As we entered the final third of term, a slow thaw in the communication permafrost set in. In week 10, I had to call order in the chatbox as I arrived online for class and a group of students were not only early but “debating” the merits of Hitchcock’s silent film The Lodger (1927). All of them like it – I was delighted to learn – even though one admitted that he didn’t know Hitch had been alive in the silent era, let along making films. Another found its themes ‘very Hitchcock,’ while another was saying she preferred it to Vertigo and it was the best film so far. This was real progress, a sign of engagement and enthusiasm in an area – early film history – that is widely seen as arcane. Two or three now routinely turned on their cameras – they weren’t obliged to – which greatly enlivened the experience, even if it did mean they would now be called upon. Hair was longer than the last time we met. Students now routinely made comments or jokes in the chatbox – which I read out. Although, other times – depending on the day or the topic – there was a deathly silence, causing me to worry if anyone was there, anyone was interested or if I’d simply forgotten to unmute.

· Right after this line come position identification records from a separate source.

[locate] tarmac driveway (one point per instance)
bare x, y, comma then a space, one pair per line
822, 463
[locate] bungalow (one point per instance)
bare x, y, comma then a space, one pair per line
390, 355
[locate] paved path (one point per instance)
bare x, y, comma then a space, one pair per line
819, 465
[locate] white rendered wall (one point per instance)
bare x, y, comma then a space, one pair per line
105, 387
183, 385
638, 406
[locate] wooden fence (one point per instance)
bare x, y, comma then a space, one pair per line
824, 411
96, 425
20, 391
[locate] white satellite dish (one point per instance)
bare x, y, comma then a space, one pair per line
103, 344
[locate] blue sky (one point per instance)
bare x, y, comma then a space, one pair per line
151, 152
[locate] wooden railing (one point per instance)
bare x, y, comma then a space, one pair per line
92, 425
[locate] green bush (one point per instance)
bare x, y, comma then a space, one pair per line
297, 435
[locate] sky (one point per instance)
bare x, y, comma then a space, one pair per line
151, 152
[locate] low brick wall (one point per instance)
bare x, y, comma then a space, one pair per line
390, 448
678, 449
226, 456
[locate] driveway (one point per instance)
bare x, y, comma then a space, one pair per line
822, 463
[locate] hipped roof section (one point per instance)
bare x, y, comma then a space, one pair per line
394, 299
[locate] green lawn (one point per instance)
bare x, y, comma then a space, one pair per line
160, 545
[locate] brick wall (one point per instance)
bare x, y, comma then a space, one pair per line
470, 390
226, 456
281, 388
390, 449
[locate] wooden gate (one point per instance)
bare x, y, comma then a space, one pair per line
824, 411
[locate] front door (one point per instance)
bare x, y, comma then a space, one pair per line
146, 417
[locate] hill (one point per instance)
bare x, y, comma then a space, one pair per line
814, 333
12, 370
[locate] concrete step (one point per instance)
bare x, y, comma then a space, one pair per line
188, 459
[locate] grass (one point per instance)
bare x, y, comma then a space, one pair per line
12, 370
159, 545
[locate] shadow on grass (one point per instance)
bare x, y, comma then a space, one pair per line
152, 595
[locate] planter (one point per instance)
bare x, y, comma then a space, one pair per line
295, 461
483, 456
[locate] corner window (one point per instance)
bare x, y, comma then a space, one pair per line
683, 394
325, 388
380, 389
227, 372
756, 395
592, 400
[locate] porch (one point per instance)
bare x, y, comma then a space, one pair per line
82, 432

For the final week, I invited those who wished to do so to turn on their cameras/mics. I felt this might bring an earned intimacy to the classes. A few did; most still didn’t. I asked the first years how we should go about next semester. A majority requested live lectures (recorded) with cameras on. This they hoped, would increase a sense of community and participation. As I signed off my final third year class, I told them it had been an unusual but strangely fulfilling experience: I’d prepared a lot of new material but they had watched and read almost everything, filed weekly responses and showed up fully prepared for every tutorial. This, I said, had been probably the most fully engaged delivery of the module ever. Someone wrote in the chatbox: “we made the best of the semester,” then a chorus of others “thank you so much.” As I reached for the “end session” button for a final time, I shed an involuntary tear and sat for a moment staring at the silent black screen. It had been a term like no other. It had been a non-stop grind of lecture preparation, delivery and feedback from the attic room. I’d walked no corridors, didn’t handle a single essay nor visited the library. I hadn’t even seen most of my students, let alone met them. And yet by December I had never felt so close to them and their learning experience. Paradoxically, as the days grew shorter and colder, our online relationships grew warmer, the chill of remoteness and unfamiliarity thawed by a shared human curiosity to connect and learn.
Tony Tracy
Tony Tracy is lecturer in film studies and digital media at the Huston School of Film & Digital Media, NUI Galway.